イギリス北アイルランド・コールレーンのカズウェイ病院前で、2024年7月7日に行われた説教をめぐり、77歳の退職牧師クリーヴ・ジョンストンが安全地帯法違反の罪で起訴された。ジョンストンは説教でジョン3:16を朗読し、ウクレレの演奏や自身の人生談を披露したが、中絶に関する言及はなかった。
警察のボディーカメラ映像によると、ジョンストンがマイクを通して聖句を朗読していた際、警官が「ここは安全地帯です。説教をやめなさい」と中断を命じた。警官はさらに、ジョンストンの同行者に対し、安全地帯内での撮影も違法だと伝えたが、法律では撮影そのものは禁止されていない。ジョンストンは「中絶に言及していないため、法律違反ではない」と主張し、立ち去ることを拒否。警官は「抵抗すれば強制排除され、起訴される可能性がある」と警告し、ジョンストンは個人情報を提供した上で、起訴状が郵送されることを受け入れた。
ジョンストンは安全地帯法に基づく2つの罪で起訴されており、中絶を求める人に「影響を与えた」とされている。しかし、起訴状や法廷書類には、ジョンストンが説教で中絶に言及した事実や、中絶関連の看板・横断幕が存在したとの記載はない。罰金は最大2,500ポンド(約3,375米ドル)に上る可能性がある。
ジョンストンを支援するキリスト教団体「クリスチャン・インスティテュート」の広報担当シモン・カルバートは、「ジョン3:16を静かに朗読しただけで起訴されるのは、言論の自由と信教の自由の侵害だ」と非難した。

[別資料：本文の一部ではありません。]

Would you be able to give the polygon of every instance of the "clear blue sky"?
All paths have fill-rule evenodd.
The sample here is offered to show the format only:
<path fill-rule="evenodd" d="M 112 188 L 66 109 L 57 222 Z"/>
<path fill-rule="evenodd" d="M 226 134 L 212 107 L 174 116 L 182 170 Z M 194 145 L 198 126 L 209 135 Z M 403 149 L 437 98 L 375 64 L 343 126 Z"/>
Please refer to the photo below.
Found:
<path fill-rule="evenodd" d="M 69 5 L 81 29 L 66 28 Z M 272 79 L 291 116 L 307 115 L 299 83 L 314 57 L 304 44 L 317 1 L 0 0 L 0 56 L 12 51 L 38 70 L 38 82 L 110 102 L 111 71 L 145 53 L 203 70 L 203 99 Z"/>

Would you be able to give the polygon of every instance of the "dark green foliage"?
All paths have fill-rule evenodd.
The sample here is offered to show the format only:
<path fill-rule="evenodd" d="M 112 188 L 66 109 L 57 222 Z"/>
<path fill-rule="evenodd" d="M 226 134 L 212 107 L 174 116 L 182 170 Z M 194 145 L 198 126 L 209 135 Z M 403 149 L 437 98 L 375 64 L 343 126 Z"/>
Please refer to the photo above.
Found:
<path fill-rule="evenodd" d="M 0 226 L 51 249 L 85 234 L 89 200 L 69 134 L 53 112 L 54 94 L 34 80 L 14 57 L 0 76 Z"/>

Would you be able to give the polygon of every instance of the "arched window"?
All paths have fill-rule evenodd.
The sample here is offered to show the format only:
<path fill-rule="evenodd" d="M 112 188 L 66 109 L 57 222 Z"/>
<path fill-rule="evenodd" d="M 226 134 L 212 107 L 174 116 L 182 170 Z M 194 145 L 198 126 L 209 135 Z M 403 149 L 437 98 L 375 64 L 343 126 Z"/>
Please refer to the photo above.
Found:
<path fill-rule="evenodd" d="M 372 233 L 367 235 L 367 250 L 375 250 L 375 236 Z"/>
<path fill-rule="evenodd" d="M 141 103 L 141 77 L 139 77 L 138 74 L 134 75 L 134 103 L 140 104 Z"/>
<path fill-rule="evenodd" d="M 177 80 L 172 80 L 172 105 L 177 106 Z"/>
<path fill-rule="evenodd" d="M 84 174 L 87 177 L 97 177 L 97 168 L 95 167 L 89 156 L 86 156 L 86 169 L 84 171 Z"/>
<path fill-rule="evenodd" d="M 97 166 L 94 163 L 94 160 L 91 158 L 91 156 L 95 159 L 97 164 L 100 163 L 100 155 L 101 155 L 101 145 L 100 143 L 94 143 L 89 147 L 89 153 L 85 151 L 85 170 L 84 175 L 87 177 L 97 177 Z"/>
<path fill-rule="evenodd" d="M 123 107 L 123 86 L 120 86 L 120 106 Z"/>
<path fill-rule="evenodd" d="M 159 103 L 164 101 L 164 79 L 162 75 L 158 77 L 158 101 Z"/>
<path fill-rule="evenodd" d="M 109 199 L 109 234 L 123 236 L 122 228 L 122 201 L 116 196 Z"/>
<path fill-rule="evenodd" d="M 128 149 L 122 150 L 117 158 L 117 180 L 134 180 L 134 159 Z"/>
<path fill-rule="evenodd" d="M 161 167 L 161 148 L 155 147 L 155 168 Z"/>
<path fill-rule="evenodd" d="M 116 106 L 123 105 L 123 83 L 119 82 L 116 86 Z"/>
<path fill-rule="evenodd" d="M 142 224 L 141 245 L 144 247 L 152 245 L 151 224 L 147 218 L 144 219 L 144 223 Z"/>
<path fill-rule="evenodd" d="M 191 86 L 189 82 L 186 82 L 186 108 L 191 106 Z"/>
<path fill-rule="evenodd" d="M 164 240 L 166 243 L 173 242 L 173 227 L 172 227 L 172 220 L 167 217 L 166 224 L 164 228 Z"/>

また、アメリカ国務省のスポークスパーソンは「イギリス政府は、イギリスにおける沈黙の祈りに対する迫害が、言論の自由と信教の自由の基本的権利を侵害するだけでなく、米英関係の基盤となる共通価値観からの逸脱でもあると認識すべきだ」と述べた。
類似事例:スコットランドでも病院前で信仰表明が訴追
ジョンストンは、安全地帯法違反で起訴された初の事例ではない。昨年にはスコットランド・グラスゴーの75歳の主婦ローズ・ドハーティが、病院前で「強制は犯罪です。話を聞きに来ました」と書かれた看板を掲げ、同様の法律で起訴された。彼女は「中絶に反対するメッセージを伝えたわけではない」と主張したが、法廷で争われた。
安全地帯法とは
イギリスの安全地帯法は、病院やクリニック周辺100メートル以内での中絶関連活動を規制する法律。中絶を求める人に影響を与える行為や、中絶サービスへのアクセスを妨げる行為を禁じている。ジョンストンの説教は中絶に言及していないが、中絶サービス提供施設の近くで行われたことが問題視された。